The title of the award-winning paper is “Optimized Parameters for Over-Height Vehicle Detection under Variable Weather Conditions,” published in the September 2017 issue of the Journal of Computing in Civil Engineering. Vela’s coauthors are Ioannis Brilakis, the Laing O Rourke Reader in Construction Engineering at the University of Cambridge, and his Ph.D. student Bella Nguyen, who conducted the research for this project at Georgia Tech through the Marie Curie International Research Staff Exchange Scheme.

Over-height vehicle drivers continuously ignore warning signs and strike onto bridges despite the number of preventative methods installed at low clearance bridges. In this paper, the authors present a new method for over-height vehicle strike prevention with a single calibrated camera mounted on the side of the roadway. The camera is installed at the height of the over-height plane formed by the average of the maximum allowable heights across all lanes in a given traffic direction; the error caused by the road gradient is assumed to be negligible and absorbed through the calibration process. 

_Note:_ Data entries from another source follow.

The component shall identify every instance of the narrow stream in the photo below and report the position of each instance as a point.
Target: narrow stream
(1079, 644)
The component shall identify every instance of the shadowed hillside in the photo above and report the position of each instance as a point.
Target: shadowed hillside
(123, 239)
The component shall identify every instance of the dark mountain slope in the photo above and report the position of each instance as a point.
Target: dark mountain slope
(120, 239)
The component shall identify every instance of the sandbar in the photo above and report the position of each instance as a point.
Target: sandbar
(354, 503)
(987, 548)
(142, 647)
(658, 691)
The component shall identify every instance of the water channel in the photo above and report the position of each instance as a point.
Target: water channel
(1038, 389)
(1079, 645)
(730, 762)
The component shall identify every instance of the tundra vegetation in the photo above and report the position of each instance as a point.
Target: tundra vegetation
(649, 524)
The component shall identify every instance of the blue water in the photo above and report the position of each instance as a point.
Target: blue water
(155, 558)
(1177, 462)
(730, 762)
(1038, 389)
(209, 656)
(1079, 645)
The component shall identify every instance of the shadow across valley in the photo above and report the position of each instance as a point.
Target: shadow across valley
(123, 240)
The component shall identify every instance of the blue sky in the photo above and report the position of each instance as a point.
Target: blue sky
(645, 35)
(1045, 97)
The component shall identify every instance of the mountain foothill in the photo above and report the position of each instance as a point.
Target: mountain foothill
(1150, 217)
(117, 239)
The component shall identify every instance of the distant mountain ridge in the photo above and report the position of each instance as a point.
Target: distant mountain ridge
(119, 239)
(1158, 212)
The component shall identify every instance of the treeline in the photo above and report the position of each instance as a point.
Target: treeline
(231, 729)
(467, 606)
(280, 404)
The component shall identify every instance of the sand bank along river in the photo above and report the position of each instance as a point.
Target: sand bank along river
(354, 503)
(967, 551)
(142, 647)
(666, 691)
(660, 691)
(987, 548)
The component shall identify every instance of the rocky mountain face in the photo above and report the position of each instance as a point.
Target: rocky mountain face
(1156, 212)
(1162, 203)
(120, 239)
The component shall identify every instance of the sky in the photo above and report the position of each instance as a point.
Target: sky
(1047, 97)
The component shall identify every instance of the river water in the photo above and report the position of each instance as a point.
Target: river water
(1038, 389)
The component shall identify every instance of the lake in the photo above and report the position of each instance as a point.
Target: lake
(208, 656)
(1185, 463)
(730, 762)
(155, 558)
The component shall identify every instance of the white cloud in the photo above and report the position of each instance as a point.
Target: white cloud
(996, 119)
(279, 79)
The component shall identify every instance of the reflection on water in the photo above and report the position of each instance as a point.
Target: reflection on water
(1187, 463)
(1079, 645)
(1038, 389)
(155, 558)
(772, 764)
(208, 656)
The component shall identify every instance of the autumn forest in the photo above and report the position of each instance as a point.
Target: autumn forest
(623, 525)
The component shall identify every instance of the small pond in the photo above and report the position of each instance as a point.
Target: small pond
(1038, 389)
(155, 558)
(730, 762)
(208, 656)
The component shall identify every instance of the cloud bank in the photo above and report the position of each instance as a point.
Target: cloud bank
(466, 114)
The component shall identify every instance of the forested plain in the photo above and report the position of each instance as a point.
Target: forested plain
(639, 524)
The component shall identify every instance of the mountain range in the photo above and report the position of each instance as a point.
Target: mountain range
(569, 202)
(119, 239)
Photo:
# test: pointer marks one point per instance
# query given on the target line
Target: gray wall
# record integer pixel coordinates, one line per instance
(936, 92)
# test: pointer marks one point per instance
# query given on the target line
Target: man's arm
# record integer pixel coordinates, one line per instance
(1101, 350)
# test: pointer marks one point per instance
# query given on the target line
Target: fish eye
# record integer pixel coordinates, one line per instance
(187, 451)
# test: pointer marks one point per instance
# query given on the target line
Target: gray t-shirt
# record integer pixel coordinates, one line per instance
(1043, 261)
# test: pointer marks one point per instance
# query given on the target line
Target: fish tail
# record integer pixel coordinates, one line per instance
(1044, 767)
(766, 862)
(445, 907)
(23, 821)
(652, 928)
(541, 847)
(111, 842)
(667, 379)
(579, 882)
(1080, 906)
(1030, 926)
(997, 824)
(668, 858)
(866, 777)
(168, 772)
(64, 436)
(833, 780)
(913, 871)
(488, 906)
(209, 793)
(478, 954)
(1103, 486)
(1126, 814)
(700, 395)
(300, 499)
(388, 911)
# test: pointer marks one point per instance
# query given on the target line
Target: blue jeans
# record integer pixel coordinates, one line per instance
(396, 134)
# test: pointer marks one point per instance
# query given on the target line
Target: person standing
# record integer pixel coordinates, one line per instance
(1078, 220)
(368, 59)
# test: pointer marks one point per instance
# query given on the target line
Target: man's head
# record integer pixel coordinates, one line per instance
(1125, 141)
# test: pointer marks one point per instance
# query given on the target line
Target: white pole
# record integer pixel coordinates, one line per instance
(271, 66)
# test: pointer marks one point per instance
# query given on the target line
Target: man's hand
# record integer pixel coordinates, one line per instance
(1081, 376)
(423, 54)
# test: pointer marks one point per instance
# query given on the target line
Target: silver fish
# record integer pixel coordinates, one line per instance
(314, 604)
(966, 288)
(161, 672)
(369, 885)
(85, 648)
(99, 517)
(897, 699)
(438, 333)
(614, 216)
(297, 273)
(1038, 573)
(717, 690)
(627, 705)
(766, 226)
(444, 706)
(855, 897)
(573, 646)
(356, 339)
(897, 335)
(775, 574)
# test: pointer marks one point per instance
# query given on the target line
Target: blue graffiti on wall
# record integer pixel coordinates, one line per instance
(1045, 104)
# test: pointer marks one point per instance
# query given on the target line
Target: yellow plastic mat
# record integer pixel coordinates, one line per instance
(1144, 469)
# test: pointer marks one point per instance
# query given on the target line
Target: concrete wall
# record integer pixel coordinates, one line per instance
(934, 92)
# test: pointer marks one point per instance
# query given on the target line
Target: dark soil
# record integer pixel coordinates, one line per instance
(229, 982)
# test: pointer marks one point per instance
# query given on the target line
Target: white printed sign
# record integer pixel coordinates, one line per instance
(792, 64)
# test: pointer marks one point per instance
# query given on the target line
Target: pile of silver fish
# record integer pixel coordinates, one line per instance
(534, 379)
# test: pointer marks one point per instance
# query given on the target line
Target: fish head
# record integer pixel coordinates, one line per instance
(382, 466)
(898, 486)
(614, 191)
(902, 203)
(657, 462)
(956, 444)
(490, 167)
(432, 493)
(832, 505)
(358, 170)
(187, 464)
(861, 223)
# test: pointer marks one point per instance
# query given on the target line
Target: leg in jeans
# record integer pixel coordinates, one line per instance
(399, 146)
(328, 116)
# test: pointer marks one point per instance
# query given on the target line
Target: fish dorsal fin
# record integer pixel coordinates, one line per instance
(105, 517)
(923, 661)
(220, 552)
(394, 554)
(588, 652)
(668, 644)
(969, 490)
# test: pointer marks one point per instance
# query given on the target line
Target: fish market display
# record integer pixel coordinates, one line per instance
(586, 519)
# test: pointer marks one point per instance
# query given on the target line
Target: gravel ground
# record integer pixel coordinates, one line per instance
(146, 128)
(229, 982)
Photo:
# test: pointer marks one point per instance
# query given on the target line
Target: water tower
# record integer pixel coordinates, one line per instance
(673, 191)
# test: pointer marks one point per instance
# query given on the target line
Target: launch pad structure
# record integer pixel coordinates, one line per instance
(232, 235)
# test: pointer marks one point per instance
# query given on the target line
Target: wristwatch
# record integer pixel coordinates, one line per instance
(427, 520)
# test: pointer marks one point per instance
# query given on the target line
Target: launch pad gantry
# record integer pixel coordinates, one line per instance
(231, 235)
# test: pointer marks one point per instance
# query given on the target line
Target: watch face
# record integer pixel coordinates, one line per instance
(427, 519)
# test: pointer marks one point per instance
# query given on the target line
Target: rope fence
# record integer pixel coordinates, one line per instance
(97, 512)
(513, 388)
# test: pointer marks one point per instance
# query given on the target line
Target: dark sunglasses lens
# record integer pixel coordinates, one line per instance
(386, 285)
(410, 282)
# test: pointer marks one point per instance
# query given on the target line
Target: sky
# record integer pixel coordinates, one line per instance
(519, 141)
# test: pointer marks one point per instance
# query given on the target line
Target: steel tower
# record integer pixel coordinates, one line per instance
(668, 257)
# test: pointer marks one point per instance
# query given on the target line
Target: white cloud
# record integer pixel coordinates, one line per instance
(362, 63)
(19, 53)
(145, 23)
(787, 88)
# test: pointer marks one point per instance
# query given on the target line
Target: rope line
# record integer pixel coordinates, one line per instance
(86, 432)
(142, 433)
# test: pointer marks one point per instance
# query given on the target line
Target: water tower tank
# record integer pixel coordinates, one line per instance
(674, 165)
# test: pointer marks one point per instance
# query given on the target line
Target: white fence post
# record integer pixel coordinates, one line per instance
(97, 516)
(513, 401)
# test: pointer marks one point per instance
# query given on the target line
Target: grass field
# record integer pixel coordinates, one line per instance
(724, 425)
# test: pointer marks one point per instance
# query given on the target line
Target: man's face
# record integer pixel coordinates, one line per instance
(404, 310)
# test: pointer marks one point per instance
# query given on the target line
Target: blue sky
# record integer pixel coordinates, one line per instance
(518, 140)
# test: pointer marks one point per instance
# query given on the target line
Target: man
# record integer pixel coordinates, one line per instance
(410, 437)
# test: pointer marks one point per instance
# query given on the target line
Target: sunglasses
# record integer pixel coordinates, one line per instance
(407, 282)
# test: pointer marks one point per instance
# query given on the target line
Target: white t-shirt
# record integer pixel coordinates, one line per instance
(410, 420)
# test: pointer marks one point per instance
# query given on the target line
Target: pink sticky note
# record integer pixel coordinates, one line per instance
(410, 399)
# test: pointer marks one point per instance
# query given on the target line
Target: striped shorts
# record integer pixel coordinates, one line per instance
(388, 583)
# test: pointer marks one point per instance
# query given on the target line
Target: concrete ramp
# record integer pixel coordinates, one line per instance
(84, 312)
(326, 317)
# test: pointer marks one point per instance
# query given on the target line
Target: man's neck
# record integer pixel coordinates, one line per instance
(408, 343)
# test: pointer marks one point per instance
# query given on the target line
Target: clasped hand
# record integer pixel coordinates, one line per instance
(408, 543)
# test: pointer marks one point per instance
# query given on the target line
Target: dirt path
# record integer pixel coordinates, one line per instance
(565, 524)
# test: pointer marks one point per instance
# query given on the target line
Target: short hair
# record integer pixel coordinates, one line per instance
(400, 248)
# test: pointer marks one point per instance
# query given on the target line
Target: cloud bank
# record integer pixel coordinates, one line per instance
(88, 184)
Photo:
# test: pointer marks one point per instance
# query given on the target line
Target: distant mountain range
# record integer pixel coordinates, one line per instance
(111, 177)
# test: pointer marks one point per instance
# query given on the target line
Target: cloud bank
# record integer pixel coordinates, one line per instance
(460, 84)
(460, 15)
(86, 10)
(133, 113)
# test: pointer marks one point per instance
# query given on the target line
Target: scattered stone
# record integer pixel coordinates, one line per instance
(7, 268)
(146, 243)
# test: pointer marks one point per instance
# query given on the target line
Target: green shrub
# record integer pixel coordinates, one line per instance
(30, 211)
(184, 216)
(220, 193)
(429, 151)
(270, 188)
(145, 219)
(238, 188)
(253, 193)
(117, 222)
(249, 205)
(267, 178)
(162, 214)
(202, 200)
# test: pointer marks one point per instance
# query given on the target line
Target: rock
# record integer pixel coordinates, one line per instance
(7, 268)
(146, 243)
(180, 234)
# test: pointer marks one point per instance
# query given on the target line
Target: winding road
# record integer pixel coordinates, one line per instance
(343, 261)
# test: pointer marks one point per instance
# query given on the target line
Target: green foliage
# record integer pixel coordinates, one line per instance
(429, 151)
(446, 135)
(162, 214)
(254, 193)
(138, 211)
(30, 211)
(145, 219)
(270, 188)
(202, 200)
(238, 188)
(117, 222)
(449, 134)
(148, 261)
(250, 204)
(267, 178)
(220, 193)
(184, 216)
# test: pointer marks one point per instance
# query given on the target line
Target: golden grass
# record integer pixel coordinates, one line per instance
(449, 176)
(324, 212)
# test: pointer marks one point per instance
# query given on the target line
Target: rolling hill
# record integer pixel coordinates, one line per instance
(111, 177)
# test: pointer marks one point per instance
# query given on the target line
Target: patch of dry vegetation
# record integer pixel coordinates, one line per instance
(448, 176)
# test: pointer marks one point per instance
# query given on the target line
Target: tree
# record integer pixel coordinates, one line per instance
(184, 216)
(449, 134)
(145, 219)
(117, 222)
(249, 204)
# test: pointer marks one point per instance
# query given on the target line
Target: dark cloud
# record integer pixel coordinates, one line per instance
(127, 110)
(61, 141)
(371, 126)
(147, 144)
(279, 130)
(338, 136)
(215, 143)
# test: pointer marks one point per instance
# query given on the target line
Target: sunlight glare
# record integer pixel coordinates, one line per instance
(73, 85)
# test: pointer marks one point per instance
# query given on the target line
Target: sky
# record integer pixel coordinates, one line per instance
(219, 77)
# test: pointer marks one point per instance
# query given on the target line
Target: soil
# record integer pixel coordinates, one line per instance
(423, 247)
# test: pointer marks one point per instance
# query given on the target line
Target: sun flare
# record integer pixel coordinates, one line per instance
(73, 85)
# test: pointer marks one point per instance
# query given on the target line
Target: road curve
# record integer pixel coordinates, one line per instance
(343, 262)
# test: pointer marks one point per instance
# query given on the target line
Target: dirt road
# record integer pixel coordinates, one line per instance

At that height, the over-height plane can be safely approximated as a line in the camera view. Any vehicle exceeding this line is consequently over-height. The camera position and orientation are determined through a calibration process proposed. Instances of over-height vehicles are detected through optical flow monitoring. Evaluation of the system resulted in a height accuracy of ±2.875mm; outperforming the target accuracy of ±5cm, OH detection accuracy of 68.9%, and classification performance of 83.3%. Although its accuracy is comparable to existing laser beam systems, it outperforms them on cost which is an order of magnitude less because of eliminating the need for new permanent infrastructure.